In the second part of the empirical analysis we estimate the determinants of track switching in the first three years of secondary school (i.e., in the period spanning 7th, 8th and 9th grade). To do so, we first estimate a set of probit models in which we show what type of children tend to switch tracks. Second, we estimate probit models in which we estimate the probability of switching tracks \((SW_i )\) for child i:
$$\begin{aligned} SW_i =C_2 +b_1 X_i +b_2 { TS}_i +b_3 { TA}_i +b_4 { TP}_i +\gamma _{S_i } +\mu _i , \end{aligned}$$
(2)
where \(\mu _i\) is the error term. We estimate different versions of the model in which the dependent variable is switch, switch up or switch down. We only include secondary school fixed effects \((\gamma _{S_i})\) because switching takes place in secondary school. We show below that primary school fixed effects have no impact on track placement, which makes us confident that including only secondary school fixed effects is sufficient to estimate the determinants of switching.
Finally, we estimate models to investigate to what extent test scores on an identical (low-stakes) test in 9th grade are correlated with the ability signals from the teacher and the test score in 6th grade. We also estimate to what extent switching is correlated with test scores in 9th grade.

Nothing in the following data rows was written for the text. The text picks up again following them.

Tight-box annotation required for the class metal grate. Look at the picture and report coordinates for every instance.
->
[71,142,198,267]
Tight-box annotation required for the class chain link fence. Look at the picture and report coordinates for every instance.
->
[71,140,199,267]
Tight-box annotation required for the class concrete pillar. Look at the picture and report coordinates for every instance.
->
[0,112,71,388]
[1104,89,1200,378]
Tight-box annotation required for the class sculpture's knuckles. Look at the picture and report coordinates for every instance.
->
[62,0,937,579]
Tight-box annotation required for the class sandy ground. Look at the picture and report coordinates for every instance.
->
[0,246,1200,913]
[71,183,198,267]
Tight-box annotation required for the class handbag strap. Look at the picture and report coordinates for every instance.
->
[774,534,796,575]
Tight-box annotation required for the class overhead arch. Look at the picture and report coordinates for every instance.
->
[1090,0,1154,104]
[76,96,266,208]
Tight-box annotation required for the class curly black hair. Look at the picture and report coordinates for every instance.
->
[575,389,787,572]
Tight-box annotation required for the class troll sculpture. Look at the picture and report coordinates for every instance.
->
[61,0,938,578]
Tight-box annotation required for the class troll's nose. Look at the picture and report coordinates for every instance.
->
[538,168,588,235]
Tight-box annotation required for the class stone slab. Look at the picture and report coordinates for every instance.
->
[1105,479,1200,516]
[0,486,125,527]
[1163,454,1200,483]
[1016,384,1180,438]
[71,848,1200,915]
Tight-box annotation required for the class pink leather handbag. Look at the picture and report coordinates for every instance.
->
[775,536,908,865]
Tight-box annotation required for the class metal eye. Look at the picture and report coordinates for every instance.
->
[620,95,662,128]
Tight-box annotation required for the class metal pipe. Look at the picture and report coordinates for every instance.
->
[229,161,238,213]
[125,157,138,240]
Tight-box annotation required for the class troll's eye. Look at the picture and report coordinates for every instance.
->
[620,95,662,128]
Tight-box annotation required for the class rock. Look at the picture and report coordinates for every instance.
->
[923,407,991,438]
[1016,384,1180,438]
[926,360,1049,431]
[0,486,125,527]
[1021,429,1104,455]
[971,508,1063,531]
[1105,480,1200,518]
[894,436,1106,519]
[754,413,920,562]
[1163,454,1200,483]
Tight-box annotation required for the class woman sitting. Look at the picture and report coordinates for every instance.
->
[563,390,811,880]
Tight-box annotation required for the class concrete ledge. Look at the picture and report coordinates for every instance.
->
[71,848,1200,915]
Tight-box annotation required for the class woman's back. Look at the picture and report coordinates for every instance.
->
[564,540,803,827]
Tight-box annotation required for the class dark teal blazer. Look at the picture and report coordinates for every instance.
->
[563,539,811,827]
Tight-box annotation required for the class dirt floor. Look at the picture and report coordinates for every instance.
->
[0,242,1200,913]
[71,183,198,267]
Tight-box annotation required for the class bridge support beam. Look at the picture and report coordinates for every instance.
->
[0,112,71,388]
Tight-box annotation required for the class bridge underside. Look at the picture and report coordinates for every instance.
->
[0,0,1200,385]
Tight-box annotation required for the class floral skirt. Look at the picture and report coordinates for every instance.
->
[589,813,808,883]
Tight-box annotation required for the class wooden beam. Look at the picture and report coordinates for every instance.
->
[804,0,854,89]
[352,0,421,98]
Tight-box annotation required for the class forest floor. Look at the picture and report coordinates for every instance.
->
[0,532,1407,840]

The strength of the data at our disposal is that we are able to observe performance in both primary and secondary school. In addition, we have detailed information about teacher assessments and initial track placement in secondary school. This is a unique feature in the literature. Nevertheless, the analysis is constrained by the fact that we are not able to identify a source of exogenous variation in our data. Ideally, one would want to conduct an experiment in which a random portion of the sample was placed according to the test scores’ signal, another part according to the teacher’s signal and a final slice of the population as it is currently done (i.e., decided by the secondary school). The alternative is to find instruments to deal with the “self-fulfilling prophecy” that creates endogeneity. The “self-fulfilling prophecy” is the idea that when a child is placed on a higher or lower track than he should be according to his true ability, the child is more likely to switch back to the track that matches his true ability. This is to be kept in mind when interpreting the results in the switching section. Furthermore, all tests, but also the teacher’s assessment, contain measurement error and analyses concerning ability suffer from omitted variable bias. However, such instruments are not readily available. Our analyses focus on outcomes between 6th and 9th grade. In order to find exogenous variation we would need a set of instruments related to (one of) our assessment measures and at the same time unrelated to any unobservable variables that might influence our outcome variable. Since children’s true ability is unobserved, this is problematic. We are aware of the endogeneity concerns with respect to omitted variable bias and also with the fact that potential measurement error is an important disclaimer when interpreting the estimated coefficients, but try to deal with this in the best way possible by using primary and secondary school fixed effects and a rich set of covariates, including track placement in 7th grade.